A tree sitting in your editor

Friday, September 2, 2022 » Neovim

Table of content

The use-case
What’s tree-sitter?
A syntax tree
Neovim tree-sitter API
tree-sitter queries
Using tree-sitter-queries
Wrap up

This is a short introduction to the tree-sitter integration in Neovim based on a use-case I had: To find content in a TOML file close to the cursor position and then launch an application using this information.

The use-case ¶

I had a use-case where I wanted to be able to trigger an application from within Neovim and pass along information based on file contents close to the cursors position.

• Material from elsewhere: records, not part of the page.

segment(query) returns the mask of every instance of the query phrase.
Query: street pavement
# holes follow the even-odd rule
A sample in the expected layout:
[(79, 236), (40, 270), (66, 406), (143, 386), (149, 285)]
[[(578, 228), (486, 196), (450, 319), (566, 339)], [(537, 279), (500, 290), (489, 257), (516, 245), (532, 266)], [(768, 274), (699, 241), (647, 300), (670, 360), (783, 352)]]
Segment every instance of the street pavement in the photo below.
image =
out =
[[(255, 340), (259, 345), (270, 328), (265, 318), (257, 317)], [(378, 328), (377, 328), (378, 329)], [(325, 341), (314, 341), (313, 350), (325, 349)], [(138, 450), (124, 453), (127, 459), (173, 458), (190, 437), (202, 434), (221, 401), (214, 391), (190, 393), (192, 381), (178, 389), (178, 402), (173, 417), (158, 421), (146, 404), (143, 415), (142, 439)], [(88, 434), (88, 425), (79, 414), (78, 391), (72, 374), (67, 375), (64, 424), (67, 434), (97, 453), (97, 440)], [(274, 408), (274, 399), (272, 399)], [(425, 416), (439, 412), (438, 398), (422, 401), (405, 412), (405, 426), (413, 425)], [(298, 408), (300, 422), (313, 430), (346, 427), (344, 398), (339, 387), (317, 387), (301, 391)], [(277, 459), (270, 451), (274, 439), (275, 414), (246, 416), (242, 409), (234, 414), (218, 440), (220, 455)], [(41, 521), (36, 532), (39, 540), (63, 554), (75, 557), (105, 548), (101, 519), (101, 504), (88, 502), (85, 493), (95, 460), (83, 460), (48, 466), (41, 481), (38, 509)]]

I wanted to do this from within TOML files. An example looks like this:

[setup]
statement_files = ["sql/uservisits.sql"]

[[queries]]
name = "global avg"
statement = '''select avg("adRevenue") from uservisits'''
iterations = 500

[[queries]]
name = "global max-long"
statement = "select max(duration) from uservisits"
iterations = 500

[teardown]
statements = ["drop table if exists uservisits"]

If I hit a key combination it should notice whether the cursor is within a [setup], [teardown] or [[queries]] block. If it’s within [[queries]] it should extract the name value within it launch an application with the value as argument.

Most TOML parser libraries don’t preserve whitespace information, but instead provide the result as a data dictionary. Without whitespace information it would be difficult to figure out how the cursor position relates to the data.

Therefore a regular parser library is out of the question. This is where tree-sitter comes in.

What’s tree-sitter? ¶

From the Tree-sitter website:

Tree-sitter is a parser generator tool and an incremental parsing library. It can build a concrete syntax tree for a source file and efficiently update the syntax tree as the source file is edited

The tree-sitter runtime library is written in C. That made it possible for Neovim to embed it and provide an API for users and plugin authors to retrieve and query the syntax tree of a document.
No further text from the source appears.